CROSS-QUALITY FEW-SHOT TRANSFER FOR ALLOY YIELD STRENGTH PREDICTION: A NEW MATERIAL SCIENCE BENCHMARK AND AN INTEGRATED OPTI-MIZATION FRAMEWORK

Abstract

Discovering high-entropy alloys (HEAs) with high yield strength is an important yet challenging task in material science. However, the yield strength can only be accurately measured by very expensive and time-consuming real-world experiments, hence cannot be acquired at scale. Learning-based methods could facilitate the discovery process, but the lack of a comprehensive dataset on HEA yield strength has created barriers. We present X-Yield, a large-scale material science benchmark with 240 experimentally measured ("high-quality") and over 100K simulated (imperfect or "low-quality") HEA yield strength annotations. Due to the scarcity of experimental annotations and the quality gap in imperfectly simulated data, existing transfer learning methods cannot generalize well on our dataset.
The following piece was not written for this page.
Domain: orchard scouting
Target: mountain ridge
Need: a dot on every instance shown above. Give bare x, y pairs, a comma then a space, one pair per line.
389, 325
We address this cross-quality few-shot transfer problem by leveraging model sparsification "twice" -as a noise-robust feature learning regularizer at the pre-training stage, and as a data-efficient learning regularizer at the few-shot transfer stage. While the workflow already performs decently with ad-hoc sparsity patterns tuned independently for either stage, we take a step further by proposing a bi-level optimization framework termed Bi-RPT, that jointly learns optimal masks and automatically allocates sparsity levels for both stages. The optimization problem is solved efficiently using gradient unrolling, which is seamlessly integrated with the training process. The effectiveness of Bi-RPT is validated through extensive experiments on our new challenging X-Yield dataset, alongside other synthesized testbeds. Specifically, we achieve an 8.9 ∼ 19.8% reduction in terms of the test mean squared error and 0.98 ∼ 1.53% in terms of test accuracy, merely using 5-10% of the experimental data. Codes and sample data are in the supplement.

1. INTRODUCTION

Machine learning (ML) methods have recently demonstrated great promise in the important field of material science, and in this paper, we focus on ML-assisted high-entropy alloy (HEA) (Yeh et al., 2004) discovery and property prediction. HEAs own promising properties that traditional alloys do not hold, such as extraordinary mechanical performance at high temperatures, making them wellsuited options for various material applications. One particular property, i.e., the yield strength of HEAs, characterizes the maximum stress a material can endure before starting to deform, which is a critical parameter for customized HEA design. However, in order to accurately measure the yield strength of specific HEAs, expensive scientific experiments need to be conducted for each alloy, often involving hard-to-create experimental conditions, especially at high temperatures (mainly caused by difficulties with oxidation control) as well as extremely long experimental duration. At high temperatures, these measurements are typically taken with the Gleeble system (Gle). From sample preparation to yield strength measurement can take between two to four weeks even for a domain expert team, including melting of the alloy, machining the sample, and preparing and mechanically testing with the Gleeble. Therefore, it is challenging to acquire yield strength measurements from those "high-quality" experiments at scale.